Laporan Wartawan Tribunnews.com, Aisyah Nursyamsi
TRIBUNNEWS.COM, JAKARTA - Ketika mendengar Ebola atau Marburg, banyak orang langsung membayangkan virus mematikan yang jauh dari Indonesia.
Namun, di balik penyakit tersebut, Organisasi Kesehatan Dunia (WHO) menyoroti satu masalah yang sebenarnya dekat dengan kehidupan sehari-hari masyarakat, yakni dehidrasi yang terlambat ditangani.
Baca juga: Bagaimana Ebola Berdampak pada Piala Dunia?
Dalam pedoman klinis terbaru yang diterbitkan 17 Juni 2026, WHO menempatkan penanganan cairan tubuh sebagai salah satu kunci utama untuk meningkatkan peluang hidup pasien penyakit filovirus seperti Ebola dan Marburg.
Pedoman tersebut diterbitkan di tengah wabah Ebola akibat virus Bundibugyo yang sedang terjadi di Republik Demokratik Kongo.
WHO menjelaskan pasien penyakit filovirus berisiko mengalami dehidrasi dan syok yang dapat berkembang menjadi kondisi yang jauh lebih berbahaya.

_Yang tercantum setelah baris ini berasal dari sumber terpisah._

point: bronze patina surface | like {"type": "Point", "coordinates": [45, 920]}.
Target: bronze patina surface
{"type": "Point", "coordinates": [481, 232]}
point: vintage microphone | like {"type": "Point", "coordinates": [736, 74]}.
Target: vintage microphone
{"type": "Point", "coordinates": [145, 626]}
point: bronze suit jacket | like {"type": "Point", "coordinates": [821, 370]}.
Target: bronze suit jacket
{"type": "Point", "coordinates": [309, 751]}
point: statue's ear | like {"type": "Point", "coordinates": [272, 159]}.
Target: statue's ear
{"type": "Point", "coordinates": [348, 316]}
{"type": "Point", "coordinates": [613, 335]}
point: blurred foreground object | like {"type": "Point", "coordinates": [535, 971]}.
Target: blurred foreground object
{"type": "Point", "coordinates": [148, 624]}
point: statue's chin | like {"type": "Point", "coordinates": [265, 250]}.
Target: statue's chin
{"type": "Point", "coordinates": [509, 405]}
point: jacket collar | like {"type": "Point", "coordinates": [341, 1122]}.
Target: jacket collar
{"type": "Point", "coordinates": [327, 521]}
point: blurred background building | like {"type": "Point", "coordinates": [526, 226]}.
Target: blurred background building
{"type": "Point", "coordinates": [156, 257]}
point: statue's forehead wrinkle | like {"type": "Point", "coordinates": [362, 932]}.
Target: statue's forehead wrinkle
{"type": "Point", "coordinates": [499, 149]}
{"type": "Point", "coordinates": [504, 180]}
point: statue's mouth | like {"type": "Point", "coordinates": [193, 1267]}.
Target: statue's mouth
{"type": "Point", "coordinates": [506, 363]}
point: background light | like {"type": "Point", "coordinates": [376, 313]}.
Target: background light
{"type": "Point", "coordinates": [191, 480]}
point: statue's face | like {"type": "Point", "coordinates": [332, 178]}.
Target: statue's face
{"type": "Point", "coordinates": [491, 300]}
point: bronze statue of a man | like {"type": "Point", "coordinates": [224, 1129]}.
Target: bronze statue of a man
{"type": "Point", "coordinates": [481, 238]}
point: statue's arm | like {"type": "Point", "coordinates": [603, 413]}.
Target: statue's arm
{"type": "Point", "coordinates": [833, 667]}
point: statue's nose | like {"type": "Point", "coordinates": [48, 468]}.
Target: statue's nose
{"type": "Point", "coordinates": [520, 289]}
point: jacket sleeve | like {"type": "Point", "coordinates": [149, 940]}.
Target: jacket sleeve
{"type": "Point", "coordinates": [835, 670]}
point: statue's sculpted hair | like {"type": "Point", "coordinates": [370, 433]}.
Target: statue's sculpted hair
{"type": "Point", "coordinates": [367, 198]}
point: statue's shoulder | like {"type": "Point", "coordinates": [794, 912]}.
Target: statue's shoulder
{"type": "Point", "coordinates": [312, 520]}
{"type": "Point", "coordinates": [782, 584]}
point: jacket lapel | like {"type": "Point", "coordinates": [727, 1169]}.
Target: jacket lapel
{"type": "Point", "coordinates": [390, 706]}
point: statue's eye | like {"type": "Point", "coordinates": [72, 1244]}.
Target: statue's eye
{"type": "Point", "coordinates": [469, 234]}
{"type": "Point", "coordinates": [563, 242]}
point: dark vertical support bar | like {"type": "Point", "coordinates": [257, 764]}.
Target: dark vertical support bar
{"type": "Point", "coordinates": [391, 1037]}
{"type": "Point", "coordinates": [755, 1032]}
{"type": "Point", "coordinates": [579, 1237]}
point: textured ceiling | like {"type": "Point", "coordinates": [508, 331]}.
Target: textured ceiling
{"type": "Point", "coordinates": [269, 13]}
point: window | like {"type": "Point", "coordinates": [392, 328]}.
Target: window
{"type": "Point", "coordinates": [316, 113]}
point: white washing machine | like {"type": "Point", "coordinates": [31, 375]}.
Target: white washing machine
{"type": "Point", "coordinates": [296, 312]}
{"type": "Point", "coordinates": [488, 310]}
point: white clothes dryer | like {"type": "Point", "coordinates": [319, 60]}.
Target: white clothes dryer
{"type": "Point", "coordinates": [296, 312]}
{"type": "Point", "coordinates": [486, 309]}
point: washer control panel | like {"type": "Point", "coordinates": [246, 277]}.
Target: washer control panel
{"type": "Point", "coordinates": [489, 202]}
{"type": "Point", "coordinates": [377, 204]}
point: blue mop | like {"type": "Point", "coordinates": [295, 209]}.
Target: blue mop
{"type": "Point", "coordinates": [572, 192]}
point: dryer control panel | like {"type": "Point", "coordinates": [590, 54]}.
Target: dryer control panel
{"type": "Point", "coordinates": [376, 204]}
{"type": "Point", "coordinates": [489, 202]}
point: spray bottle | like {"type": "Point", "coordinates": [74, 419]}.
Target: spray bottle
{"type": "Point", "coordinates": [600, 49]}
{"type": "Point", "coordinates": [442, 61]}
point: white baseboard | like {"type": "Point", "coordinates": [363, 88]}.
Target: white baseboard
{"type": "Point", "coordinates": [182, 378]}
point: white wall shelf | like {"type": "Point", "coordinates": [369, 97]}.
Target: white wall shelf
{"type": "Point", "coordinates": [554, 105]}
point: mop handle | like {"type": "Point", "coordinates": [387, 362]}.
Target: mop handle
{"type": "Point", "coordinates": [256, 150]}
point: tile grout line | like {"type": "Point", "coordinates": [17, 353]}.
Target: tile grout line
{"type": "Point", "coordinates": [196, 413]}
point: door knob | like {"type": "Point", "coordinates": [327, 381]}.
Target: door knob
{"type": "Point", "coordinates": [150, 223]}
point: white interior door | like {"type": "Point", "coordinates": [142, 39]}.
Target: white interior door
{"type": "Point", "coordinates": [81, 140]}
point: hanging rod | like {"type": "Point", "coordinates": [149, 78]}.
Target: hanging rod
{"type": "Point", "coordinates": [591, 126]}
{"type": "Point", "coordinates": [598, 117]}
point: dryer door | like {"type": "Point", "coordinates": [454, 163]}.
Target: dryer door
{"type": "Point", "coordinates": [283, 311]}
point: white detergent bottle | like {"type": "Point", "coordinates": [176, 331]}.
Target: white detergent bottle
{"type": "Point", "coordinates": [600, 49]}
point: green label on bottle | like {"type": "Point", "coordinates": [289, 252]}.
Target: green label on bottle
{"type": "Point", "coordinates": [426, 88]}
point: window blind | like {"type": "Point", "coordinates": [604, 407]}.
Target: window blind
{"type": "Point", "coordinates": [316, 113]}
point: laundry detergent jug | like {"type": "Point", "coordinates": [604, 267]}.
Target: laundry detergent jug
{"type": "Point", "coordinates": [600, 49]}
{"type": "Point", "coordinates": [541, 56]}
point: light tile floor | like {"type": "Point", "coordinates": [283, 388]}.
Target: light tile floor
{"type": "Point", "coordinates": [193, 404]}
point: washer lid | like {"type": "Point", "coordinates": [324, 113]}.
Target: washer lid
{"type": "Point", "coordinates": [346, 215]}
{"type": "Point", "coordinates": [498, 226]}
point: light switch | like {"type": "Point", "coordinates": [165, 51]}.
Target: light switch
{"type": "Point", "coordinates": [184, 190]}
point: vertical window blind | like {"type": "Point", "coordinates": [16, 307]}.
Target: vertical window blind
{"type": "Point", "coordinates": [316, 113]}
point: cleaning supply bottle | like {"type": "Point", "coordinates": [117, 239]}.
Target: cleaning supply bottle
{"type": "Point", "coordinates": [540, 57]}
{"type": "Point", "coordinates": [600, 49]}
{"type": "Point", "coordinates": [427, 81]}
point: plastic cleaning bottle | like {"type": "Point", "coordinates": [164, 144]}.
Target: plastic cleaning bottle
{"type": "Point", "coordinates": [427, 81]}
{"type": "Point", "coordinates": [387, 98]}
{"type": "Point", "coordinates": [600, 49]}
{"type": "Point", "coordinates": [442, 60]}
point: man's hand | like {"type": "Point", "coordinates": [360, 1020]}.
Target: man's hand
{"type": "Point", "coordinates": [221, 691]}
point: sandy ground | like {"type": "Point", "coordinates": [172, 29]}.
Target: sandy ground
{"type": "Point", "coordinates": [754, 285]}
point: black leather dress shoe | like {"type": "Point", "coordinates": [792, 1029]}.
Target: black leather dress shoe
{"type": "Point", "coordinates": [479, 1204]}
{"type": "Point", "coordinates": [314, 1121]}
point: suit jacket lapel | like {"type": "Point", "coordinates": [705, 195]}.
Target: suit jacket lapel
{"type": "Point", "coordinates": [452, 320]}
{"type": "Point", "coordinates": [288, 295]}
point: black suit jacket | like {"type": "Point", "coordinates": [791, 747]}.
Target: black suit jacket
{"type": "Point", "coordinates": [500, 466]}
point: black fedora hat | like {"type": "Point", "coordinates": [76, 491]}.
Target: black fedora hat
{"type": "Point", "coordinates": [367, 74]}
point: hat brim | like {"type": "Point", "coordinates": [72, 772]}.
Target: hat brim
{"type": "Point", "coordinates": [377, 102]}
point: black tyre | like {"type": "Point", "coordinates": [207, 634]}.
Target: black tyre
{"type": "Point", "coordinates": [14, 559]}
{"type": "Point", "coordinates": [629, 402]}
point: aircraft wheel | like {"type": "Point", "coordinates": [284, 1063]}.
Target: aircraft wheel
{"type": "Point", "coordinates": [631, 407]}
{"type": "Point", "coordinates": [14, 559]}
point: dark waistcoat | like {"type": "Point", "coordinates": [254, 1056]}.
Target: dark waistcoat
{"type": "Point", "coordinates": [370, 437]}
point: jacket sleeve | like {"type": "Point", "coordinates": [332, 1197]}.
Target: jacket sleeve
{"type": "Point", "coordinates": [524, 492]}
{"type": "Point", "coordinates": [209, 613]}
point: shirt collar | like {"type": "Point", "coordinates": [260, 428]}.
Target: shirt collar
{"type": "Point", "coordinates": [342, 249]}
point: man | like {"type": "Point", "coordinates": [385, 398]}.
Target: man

Syok terjadi ketika tekanan darah turun drastis sehingga organ-organ penting tubuh tidak mendapatkan aliran darah yang cukup.
Jika tidak ditangani dengan cepat, kondisi tersebut dapat menyebabkan kegagalan organ.
Karena itu WHO merekomendasikan pemberian cairan melalui rehidrasi oral maupun infus sesegera mungkin sesuai kondisi pasien.
Selain itu, tenaga kesehatan juga diminta memantau tekanan darah dan tanda-tanda vital pasien secara berkala.
Bukan Virusnya Saja, Komplikasi Juga Mematikan
Banyak orang mengira kematian akibat Ebola dan Marburg semata-mata disebabkan virus.
Padahal WHO mengingatkan komplikasi yang muncul selama perawatan juga menjadi ancaman serius.
Karena itu pedoman terbaru meminta tenaga kesehatan aktif mencari berbagai masalah yang masih bisa diobati melalui pemeriksaan laboratorium.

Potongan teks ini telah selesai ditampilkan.